Damit sei auf die objektiven Umstände und nicht etwa auf die „Absichtsbekundungen“ der Beteiligten abzustellen, wie dies der V. Senat (BFH vom 11.08.2011 – V R 3/10, DB0459984) und zuletzt das FG Münster (Urteil vom 16.01.2014 – 5 K 3930/10 U, DB0650709) angenommen hatten.
Transportveranlassung nicht entscheidend
In dem zweiten Urteil vom 25.02.2015 – XI R 30/13 (DB0694498) hat der XI. Senat zu einer weiteren Konstellation Stellung genommen. Es handelte sich wiederum um ein Reihengeschäft mit drei Beteiligten. In diesem Fall hatte allerdings der Zweiterwerber den Transport der Ware veranlasst. Nach bisherigem (nationalen) Rechtsverständnis musste die Warenbewegung in einem solchen Fall zwingend der zweiten Lieferung zugeordnet werden, da der transportierende Zweiterwerber nur an dieser zweiten Lieferung beteiligt war.

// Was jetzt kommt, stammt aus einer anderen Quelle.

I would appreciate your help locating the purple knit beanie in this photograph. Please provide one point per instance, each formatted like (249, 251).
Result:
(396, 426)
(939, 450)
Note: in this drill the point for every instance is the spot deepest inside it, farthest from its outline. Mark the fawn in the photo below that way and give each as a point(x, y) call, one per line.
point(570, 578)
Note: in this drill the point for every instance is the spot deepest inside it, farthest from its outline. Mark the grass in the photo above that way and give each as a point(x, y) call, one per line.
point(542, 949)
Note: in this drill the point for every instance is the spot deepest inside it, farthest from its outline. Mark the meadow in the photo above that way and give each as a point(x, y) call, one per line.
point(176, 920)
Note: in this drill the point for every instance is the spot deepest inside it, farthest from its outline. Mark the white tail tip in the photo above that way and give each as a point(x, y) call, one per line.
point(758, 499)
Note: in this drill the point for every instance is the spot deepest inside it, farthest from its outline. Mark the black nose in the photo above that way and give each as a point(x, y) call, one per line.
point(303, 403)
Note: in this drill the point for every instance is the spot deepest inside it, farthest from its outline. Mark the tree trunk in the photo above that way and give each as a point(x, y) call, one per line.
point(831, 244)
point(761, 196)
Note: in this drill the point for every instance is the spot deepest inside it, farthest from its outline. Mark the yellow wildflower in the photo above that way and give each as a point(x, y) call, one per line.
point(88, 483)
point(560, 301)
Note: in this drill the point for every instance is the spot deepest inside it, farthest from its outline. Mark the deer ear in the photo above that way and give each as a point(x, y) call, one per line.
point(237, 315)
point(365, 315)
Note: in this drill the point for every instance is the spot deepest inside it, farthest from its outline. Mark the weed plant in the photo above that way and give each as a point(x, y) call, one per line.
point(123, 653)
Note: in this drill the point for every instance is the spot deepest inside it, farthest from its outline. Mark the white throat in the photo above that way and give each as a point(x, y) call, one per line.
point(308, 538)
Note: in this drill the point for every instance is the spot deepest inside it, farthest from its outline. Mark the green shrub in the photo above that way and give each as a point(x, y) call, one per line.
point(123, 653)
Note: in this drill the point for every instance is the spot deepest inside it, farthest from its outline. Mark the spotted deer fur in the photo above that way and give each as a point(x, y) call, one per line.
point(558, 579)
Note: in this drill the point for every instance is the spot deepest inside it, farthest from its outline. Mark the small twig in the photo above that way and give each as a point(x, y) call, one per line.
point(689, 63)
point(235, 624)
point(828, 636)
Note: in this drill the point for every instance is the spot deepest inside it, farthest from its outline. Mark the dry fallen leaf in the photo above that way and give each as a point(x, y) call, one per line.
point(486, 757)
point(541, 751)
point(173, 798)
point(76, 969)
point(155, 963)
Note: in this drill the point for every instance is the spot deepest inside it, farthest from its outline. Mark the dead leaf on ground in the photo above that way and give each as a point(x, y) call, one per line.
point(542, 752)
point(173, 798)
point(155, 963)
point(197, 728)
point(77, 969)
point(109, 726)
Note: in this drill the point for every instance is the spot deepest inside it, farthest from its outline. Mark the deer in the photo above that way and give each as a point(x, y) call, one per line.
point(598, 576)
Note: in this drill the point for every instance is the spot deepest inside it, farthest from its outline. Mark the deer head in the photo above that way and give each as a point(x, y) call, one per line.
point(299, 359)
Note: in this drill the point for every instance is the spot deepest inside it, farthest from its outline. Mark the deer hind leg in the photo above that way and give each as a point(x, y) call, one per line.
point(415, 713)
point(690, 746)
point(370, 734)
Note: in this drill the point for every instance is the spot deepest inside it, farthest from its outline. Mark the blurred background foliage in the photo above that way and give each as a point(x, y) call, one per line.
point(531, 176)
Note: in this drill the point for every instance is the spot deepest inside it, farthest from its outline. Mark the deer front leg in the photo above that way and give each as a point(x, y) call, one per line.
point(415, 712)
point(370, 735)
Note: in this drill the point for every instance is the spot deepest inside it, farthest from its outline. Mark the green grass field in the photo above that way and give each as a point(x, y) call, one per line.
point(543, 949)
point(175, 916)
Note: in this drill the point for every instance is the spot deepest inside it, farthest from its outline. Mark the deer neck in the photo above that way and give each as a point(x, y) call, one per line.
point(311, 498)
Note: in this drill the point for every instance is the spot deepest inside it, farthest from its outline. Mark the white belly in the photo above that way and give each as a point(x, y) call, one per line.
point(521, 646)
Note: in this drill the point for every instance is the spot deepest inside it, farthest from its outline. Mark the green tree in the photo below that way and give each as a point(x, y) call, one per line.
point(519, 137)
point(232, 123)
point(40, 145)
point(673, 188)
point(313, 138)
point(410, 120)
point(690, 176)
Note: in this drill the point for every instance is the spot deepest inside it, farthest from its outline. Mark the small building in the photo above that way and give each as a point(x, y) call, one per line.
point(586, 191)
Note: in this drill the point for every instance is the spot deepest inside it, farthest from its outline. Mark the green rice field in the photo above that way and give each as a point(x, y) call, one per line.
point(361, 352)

Nach Auffassung des XI. Senats ist allerdings auch in einem solchen Fall darauf abzustellen, wann dem Zweiterwerber die Verfügungsmacht an der Ware verschafft wurde. Die Warenbewegung sei lediglich dann der zweiten Lieferung zuzuordnen, wenn eine umfassende Würdigung des Einzelfalls ergebe, dass die Verfügungsmacht bereits im Ursprungsland auf den Zweiterwerber übertragen wurde. Ansonsten müsse die Warenbewegung der ersten Lieferung zugeordnet werden. Die Transportveranlassung ist in diesem Fall unerheblich.
Auswirkungen auf die Praxis
Der XI. Senat hat seine Rechtsprechung konsequent weitergeführt. Die Zuordnung aufgrund des Zeitpunkts der Übertragung der Verfügungsmacht auf den Endempfänger hatte der EuGH bereits in der Rechtssache VSTR vorgegeben. Damit festigt sich die Rechtsprechung und das Kriterium der Transportveranlassung tritt in den Hintergrund.

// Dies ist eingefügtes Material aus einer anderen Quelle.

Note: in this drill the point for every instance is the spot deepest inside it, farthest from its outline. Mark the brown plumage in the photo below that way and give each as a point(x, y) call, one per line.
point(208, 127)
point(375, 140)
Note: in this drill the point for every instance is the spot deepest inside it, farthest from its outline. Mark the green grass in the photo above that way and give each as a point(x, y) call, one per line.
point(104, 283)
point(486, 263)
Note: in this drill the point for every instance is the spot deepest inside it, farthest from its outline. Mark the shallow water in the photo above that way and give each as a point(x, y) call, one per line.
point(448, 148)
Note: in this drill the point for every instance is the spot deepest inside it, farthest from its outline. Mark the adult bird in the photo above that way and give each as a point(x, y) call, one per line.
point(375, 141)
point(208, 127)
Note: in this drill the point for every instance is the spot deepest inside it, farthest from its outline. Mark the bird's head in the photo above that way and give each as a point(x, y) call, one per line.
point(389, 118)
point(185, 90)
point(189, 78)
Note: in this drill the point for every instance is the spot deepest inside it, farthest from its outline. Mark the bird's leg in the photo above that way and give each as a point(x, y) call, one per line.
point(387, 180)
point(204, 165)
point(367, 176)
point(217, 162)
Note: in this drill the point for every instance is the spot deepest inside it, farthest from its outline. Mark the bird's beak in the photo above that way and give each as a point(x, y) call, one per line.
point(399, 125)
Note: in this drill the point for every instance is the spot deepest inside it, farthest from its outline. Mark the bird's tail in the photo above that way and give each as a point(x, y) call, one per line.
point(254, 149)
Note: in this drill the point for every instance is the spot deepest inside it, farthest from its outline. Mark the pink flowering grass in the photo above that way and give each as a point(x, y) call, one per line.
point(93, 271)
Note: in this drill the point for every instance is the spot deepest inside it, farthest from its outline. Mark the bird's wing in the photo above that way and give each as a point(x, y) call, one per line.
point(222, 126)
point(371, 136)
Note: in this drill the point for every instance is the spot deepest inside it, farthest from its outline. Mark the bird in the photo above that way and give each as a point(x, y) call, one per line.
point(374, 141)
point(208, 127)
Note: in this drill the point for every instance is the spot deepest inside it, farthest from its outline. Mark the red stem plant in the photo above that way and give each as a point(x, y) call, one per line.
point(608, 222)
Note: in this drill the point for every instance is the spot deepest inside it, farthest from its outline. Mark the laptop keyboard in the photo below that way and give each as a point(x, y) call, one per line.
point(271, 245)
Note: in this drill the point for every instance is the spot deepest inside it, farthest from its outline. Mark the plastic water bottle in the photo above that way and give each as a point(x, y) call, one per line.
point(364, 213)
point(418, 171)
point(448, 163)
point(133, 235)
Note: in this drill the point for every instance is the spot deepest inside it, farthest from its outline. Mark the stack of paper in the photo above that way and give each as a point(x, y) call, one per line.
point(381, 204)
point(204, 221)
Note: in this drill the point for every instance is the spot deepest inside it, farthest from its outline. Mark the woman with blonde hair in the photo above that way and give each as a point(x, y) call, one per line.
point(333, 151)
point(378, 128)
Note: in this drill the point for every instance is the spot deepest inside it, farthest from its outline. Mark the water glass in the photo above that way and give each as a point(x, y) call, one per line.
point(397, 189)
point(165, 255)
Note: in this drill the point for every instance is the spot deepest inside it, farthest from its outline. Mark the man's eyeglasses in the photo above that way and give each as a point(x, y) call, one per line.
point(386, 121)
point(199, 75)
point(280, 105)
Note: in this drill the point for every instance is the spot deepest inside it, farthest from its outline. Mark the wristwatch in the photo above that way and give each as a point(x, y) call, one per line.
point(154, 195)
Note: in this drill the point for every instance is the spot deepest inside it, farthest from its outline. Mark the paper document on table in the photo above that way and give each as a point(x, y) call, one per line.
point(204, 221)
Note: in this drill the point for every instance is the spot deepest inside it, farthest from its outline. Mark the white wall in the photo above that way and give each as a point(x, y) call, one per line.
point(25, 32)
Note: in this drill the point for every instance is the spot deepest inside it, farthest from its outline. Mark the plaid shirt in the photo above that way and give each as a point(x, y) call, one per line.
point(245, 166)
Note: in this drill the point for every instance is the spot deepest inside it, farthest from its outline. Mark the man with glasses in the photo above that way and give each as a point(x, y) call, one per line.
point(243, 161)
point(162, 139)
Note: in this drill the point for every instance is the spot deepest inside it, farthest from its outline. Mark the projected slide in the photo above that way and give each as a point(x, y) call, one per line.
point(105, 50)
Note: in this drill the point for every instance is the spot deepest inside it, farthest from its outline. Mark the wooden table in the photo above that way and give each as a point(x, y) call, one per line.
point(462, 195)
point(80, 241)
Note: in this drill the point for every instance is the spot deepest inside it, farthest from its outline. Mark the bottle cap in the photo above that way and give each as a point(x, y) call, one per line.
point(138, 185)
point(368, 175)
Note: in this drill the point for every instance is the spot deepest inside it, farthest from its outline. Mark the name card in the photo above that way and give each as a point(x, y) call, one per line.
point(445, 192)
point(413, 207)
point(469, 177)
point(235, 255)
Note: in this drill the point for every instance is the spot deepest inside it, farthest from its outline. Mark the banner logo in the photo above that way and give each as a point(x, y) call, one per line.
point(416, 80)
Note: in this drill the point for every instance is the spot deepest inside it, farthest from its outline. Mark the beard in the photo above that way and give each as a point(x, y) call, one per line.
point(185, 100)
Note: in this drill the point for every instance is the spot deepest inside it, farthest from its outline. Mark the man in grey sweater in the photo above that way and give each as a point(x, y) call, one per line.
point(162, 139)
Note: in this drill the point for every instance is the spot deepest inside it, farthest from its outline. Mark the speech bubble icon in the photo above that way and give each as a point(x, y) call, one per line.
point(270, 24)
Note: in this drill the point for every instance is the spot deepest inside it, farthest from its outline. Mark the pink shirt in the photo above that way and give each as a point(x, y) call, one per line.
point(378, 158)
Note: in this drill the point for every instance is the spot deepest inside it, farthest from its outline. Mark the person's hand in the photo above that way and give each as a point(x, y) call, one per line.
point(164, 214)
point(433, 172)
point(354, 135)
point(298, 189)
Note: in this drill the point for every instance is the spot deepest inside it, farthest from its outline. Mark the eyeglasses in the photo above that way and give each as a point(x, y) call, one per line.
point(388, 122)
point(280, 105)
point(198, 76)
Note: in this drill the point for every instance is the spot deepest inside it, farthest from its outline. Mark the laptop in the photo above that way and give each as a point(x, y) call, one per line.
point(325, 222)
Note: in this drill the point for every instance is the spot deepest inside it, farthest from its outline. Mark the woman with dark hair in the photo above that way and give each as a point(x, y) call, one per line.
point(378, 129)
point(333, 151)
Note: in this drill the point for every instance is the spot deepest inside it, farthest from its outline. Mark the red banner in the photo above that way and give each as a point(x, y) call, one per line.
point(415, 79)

Für den Rechtsanwender sind die Schwierigkeiten, die mit der umsatzsteuerrechtlichen Behandlung von Reihengeschäften einhergehen, allerdings keinesfalls beseitigt. Seit der Entscheidung des EuGH in der Rechtssache Euro Tyre (EuGH vom 16.12.2010 – Rs. C-430/09, Euro Tyre Holding, Slg. 2010, I-13335 = DB0399458) wird in der Rechtsprechung stets festgestellt, dass die Zuordnung lediglich „aufgrund einer umfassenden Würdigung des Einzelfalls“ vorgenommen werden könne. Auch die jüngste Rechtsprechung greift lediglich zwei Reihengeschäftskonstellationen mit drei Beteiligten auf.

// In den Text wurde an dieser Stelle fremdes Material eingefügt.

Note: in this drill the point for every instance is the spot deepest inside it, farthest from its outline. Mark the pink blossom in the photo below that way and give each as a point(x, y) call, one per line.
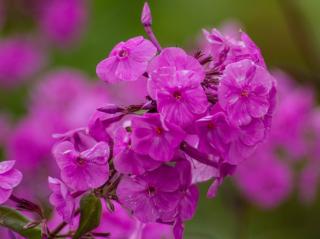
point(62, 21)
point(128, 161)
point(61, 199)
point(180, 97)
point(172, 60)
point(9, 179)
point(156, 138)
point(244, 91)
point(127, 60)
point(230, 48)
point(264, 179)
point(83, 170)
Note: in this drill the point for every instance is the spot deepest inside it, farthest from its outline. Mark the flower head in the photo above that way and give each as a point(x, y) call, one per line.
point(62, 22)
point(82, 170)
point(156, 138)
point(127, 60)
point(266, 181)
point(61, 199)
point(244, 91)
point(9, 179)
point(146, 17)
point(231, 48)
point(172, 60)
point(126, 160)
point(151, 196)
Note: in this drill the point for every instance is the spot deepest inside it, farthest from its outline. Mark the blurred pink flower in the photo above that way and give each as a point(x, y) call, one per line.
point(264, 179)
point(62, 21)
point(5, 127)
point(63, 100)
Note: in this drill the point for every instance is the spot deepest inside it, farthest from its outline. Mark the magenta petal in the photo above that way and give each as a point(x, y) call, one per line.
point(5, 166)
point(4, 195)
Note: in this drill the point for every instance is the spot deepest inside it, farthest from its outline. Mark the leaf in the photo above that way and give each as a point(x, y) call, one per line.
point(14, 221)
point(90, 212)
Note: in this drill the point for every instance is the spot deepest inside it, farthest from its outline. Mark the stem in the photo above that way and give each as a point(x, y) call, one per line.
point(152, 37)
point(61, 226)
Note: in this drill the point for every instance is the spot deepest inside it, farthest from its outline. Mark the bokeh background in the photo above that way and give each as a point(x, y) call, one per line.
point(288, 33)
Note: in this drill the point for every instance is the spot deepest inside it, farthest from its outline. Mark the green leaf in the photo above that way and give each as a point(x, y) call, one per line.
point(13, 220)
point(90, 212)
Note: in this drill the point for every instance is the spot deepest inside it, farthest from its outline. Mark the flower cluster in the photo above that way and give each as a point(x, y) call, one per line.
point(203, 115)
point(266, 178)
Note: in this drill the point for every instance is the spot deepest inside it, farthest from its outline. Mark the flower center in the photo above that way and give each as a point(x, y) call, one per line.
point(80, 160)
point(151, 191)
point(177, 95)
point(159, 130)
point(245, 93)
point(210, 125)
point(123, 53)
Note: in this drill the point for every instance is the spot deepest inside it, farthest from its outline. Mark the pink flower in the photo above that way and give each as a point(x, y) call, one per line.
point(128, 161)
point(146, 17)
point(164, 195)
point(244, 91)
point(156, 138)
point(173, 60)
point(62, 21)
point(9, 179)
point(151, 195)
point(82, 170)
point(127, 60)
point(309, 182)
point(5, 128)
point(215, 133)
point(61, 199)
point(264, 179)
point(180, 97)
point(2, 14)
point(246, 140)
point(231, 48)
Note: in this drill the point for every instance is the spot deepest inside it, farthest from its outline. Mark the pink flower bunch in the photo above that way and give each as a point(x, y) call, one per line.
point(62, 22)
point(203, 115)
point(267, 177)
point(62, 100)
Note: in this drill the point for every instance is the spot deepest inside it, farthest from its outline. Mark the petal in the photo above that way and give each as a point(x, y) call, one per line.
point(5, 166)
point(106, 69)
point(10, 179)
point(4, 195)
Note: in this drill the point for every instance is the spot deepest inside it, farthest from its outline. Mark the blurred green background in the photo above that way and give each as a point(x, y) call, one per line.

Interessant wird sein, ob es zeitnah zu einer gesetzlichen Neuordnung der Reihengeschäfte kommt, die die dringend erforderliche, umfassende Rechts- und Planungssicherheit für die Beteiligten mit sich bringt (vgl. Stellungnahme des Bundesrates vom 08.05.2015, BR-Drucks. 121/15, S. 27).